Why does my encoder count correctly in one direction but double-count in the other direction?

This has been documented in real troubleshooting cases, and a frequent root cause is the index (marker) pulse being wired into one of the A or B differential input channels instead of its own dedicated index input — this corrupts the quadrature decoding specifically when the index pulse occurs, which shows up as inconsistent or doubled counting in one direction but not the other. Verifying the marker/index signal is connected to its own correct input, separate from A and B, resolves this.

Why is my encoder occasionally reporting an incorrect number of counts right around when the index pulse occurs?

This is a documented and fairly subtle issue reported in motion control forums, where extensive high-resolution logging was needed to catch it happening only during certain direction changes near the index pulse. Careful review of the exact A/B/index transition sequence at the moment of the anomaly, rather than assuming a simple wiring fault, was needed to isolate this class of problem — it's a good example of why an oscilloscope trace, not just a multimeter check, is often necessary for intermittent quadrature issues.
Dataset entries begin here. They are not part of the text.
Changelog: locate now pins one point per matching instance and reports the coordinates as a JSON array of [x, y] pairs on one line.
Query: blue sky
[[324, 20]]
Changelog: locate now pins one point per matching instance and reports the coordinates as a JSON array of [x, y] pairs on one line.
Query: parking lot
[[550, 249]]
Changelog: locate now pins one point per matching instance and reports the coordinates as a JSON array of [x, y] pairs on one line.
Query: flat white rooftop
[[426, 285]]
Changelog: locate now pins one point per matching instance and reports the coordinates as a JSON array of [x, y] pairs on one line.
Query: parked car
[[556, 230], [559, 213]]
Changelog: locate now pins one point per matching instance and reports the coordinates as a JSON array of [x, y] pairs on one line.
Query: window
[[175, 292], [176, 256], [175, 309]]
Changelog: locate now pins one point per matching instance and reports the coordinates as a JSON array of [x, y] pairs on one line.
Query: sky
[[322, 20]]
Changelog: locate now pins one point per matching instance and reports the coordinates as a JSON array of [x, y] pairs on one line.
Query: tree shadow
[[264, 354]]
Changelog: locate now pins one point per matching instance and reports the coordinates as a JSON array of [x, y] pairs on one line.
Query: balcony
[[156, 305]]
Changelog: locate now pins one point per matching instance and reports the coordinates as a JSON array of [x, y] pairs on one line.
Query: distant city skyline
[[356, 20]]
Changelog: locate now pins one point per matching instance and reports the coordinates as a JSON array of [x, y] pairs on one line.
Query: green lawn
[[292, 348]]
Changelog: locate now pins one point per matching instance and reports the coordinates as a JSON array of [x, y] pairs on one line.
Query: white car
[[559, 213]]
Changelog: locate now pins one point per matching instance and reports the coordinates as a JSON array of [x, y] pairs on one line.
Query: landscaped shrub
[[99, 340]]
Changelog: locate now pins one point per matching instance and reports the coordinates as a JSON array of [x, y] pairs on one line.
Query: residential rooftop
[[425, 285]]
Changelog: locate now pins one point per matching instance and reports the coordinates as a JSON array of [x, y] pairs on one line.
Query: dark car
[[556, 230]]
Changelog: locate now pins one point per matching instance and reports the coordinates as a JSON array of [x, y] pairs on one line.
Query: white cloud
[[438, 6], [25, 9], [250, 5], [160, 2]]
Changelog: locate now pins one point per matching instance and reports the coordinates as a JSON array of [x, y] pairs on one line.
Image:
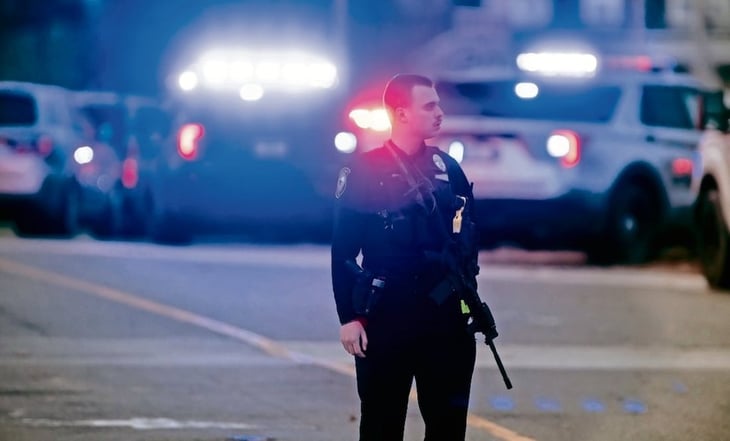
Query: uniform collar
[[402, 153]]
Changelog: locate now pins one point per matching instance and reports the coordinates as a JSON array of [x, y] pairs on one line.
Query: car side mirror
[[716, 114]]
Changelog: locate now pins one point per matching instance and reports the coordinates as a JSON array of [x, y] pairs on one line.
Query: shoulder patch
[[439, 162], [342, 182]]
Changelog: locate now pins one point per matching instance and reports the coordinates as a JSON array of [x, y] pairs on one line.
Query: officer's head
[[413, 105]]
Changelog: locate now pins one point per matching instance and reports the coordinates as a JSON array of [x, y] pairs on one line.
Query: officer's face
[[424, 115]]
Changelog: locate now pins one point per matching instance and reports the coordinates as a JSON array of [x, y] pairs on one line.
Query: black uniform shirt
[[378, 214]]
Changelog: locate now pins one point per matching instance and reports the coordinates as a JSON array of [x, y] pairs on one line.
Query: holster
[[366, 293]]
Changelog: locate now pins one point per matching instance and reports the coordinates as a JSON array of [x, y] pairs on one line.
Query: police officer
[[395, 205]]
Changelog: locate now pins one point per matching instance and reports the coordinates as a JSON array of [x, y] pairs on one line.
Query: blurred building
[[694, 32]]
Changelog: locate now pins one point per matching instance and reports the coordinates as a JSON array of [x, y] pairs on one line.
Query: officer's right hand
[[353, 338]]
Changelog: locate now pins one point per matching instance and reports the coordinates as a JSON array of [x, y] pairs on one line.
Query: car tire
[[61, 218], [713, 244], [632, 220]]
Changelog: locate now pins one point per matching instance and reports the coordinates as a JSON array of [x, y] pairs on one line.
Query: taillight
[[681, 170], [681, 167], [130, 173], [188, 140], [565, 145]]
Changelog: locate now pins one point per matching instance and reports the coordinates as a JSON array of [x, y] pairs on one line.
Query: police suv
[[711, 180], [569, 150]]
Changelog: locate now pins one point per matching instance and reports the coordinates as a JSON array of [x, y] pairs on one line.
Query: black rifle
[[459, 256], [464, 283]]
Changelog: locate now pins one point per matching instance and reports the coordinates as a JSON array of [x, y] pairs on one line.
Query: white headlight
[[345, 142], [83, 154], [251, 92], [456, 150], [188, 80], [526, 90]]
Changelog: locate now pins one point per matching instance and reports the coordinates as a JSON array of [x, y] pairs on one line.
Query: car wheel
[[69, 213], [713, 240], [630, 229]]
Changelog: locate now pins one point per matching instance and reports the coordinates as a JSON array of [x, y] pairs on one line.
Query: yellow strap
[[456, 223]]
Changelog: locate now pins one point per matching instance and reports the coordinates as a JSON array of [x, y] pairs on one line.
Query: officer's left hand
[[353, 338]]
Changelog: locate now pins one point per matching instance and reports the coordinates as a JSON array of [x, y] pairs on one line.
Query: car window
[[669, 106], [17, 109], [108, 124], [548, 101]]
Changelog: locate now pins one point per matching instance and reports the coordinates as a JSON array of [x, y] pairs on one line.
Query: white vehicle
[[711, 181], [570, 150], [573, 151], [39, 136]]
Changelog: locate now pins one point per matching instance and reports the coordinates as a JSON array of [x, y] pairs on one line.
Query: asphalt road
[[123, 341]]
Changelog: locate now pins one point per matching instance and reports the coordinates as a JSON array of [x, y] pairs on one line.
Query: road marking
[[567, 357], [318, 257], [266, 345], [139, 424]]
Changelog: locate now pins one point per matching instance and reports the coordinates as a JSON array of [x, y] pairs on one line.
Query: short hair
[[399, 89]]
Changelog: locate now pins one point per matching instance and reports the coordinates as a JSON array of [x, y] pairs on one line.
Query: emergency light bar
[[558, 63], [235, 70]]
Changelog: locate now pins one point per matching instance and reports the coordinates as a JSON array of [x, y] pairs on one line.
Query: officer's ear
[[401, 115]]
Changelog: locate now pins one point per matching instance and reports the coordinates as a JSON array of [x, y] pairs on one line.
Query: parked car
[[42, 154], [711, 181], [569, 150], [135, 128]]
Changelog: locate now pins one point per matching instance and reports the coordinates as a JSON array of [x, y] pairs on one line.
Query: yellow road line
[[266, 345]]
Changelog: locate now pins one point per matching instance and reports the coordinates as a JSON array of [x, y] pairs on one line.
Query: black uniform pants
[[438, 354]]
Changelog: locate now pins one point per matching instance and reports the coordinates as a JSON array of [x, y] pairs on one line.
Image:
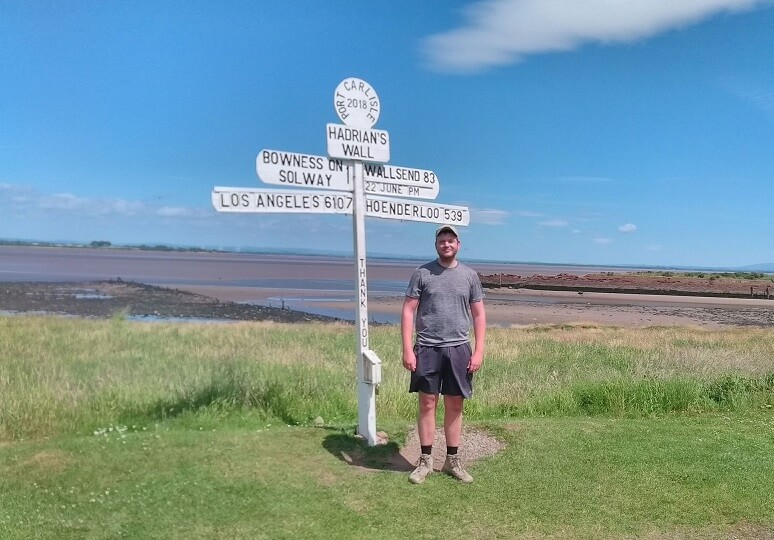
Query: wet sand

My encoder signal looks clean and stable on a scope, but my counts still run backward — what else could it be?

This has been traced in real cases to a configuration setting rather than a wiring or signal quality issue — for example, a timer/counter peripheral configured for a different encoder mode (such as Hall sensor XOR decoding) instead of standard quadrature decoding can produce counts that appear to run backward or behave strangely even though the physical signal itself is completely clean. Double-checking the counting mode configuration, not just the wiring, is worth doing when a clean signal still produces wrong-direction counts.

Should I use an oscilloscope or a simple voltmeter to troubleshoot an encoder signal problem?
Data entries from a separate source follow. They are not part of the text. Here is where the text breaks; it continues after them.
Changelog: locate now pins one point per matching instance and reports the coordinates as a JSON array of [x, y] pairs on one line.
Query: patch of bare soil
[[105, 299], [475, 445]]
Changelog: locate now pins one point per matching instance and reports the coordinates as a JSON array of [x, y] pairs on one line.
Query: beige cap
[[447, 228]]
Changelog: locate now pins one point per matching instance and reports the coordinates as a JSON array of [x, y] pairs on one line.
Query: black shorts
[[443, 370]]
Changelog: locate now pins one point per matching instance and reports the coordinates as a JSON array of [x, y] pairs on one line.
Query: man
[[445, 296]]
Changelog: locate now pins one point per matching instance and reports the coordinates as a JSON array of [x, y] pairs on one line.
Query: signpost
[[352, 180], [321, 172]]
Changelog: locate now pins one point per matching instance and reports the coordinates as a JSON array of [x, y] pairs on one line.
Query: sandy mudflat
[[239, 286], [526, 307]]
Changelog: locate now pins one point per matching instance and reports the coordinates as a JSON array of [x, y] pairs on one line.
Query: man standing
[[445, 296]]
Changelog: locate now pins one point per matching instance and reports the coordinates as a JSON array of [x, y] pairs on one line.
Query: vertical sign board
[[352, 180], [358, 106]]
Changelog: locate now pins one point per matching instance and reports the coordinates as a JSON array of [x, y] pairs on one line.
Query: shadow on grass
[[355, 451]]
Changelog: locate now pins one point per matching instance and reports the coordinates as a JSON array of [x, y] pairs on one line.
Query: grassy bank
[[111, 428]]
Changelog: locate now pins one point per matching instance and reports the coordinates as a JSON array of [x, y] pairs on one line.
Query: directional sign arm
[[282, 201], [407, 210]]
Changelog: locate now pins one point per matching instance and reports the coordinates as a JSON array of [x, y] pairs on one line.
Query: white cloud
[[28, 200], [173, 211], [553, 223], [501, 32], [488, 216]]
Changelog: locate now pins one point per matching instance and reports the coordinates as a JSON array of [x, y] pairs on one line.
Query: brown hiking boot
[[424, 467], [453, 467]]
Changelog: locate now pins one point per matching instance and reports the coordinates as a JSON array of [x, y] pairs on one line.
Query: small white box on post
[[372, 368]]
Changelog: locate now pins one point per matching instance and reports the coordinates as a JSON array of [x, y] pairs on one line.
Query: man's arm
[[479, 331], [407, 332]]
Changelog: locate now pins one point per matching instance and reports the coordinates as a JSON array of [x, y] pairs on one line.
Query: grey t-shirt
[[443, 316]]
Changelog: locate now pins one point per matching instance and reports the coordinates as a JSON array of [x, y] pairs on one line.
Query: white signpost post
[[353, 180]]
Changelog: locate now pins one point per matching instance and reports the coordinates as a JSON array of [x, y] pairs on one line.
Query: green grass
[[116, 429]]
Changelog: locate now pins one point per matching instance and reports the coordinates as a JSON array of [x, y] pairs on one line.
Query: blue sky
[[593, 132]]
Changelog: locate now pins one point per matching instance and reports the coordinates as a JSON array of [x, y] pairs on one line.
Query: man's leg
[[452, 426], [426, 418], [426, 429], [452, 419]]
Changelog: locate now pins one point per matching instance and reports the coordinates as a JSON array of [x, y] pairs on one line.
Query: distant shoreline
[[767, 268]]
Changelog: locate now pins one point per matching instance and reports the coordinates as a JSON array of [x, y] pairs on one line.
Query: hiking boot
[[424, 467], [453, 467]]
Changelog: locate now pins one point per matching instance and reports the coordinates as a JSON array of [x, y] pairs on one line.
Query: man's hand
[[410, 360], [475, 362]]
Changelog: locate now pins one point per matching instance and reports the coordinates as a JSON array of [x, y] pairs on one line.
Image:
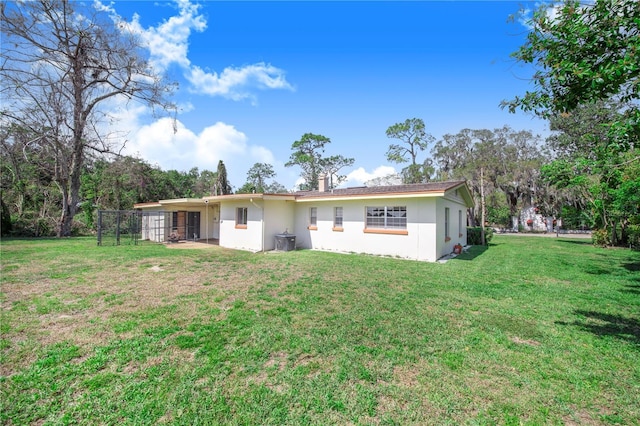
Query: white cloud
[[237, 83], [168, 45], [359, 176], [172, 146]]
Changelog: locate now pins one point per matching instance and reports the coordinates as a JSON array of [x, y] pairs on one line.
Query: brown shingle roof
[[382, 190]]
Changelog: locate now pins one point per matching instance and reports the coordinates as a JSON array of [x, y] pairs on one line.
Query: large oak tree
[[62, 61]]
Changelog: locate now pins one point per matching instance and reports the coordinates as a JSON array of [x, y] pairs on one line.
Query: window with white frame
[[446, 223], [386, 217], [337, 217], [241, 217], [313, 216]]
An oscilloscope is strongly preferred and commonly recommended as the primary diagnostic tool for encoder troubleshooting, since it's the only practical way to see the actual timing relationship and phase relationship between the A and B channels — a voltmeter can only confirm a signal is present, not whether its phasing and quadrature relationship are correct.

Can long cable runs cause an encoder to lose counts even if the encoder itself is working correctly?

Yes — this is a commonly cited cause of missed counts, since long cable runs can attenuate the signal to the point where the counting device can no longer reliably distinguish valid pulse transitions from noise. Confirming the encoder's output type (differential line driver signals tolerate longer runs better than single-ended outputs) and cable length against the manufacturer's specifications is a standard first check for count-loss issues.

Does electrical noise near motor drives commonly cause quadrature miscounting?

Yes, this is a frequently reported issue in industrial installations, and it's often difficult to isolate since noise sources can be hard to pin down without proper test equipment. Checking for noise directly at the counting device's input terminals, and confirming the encoder's differential signal type (which offers better noise immunity than single-ended output) is compatible with the wiring in use, are standard troubleshooting steps.

How do I know whether my encoder uses the standard A-leads-B or the opposite B-leads-A convention for forward direction?

This isn't standardized across all encoder manufacturers, so it has to be determined empirically for a specific encoder rather than assumed — the practical approach reported in the field is to test the encoder's actual behavior in each direction and adjust the decoding logic or physical wiring to match what's observed, rather than relying on a single universal state table that may not apply to every encoder.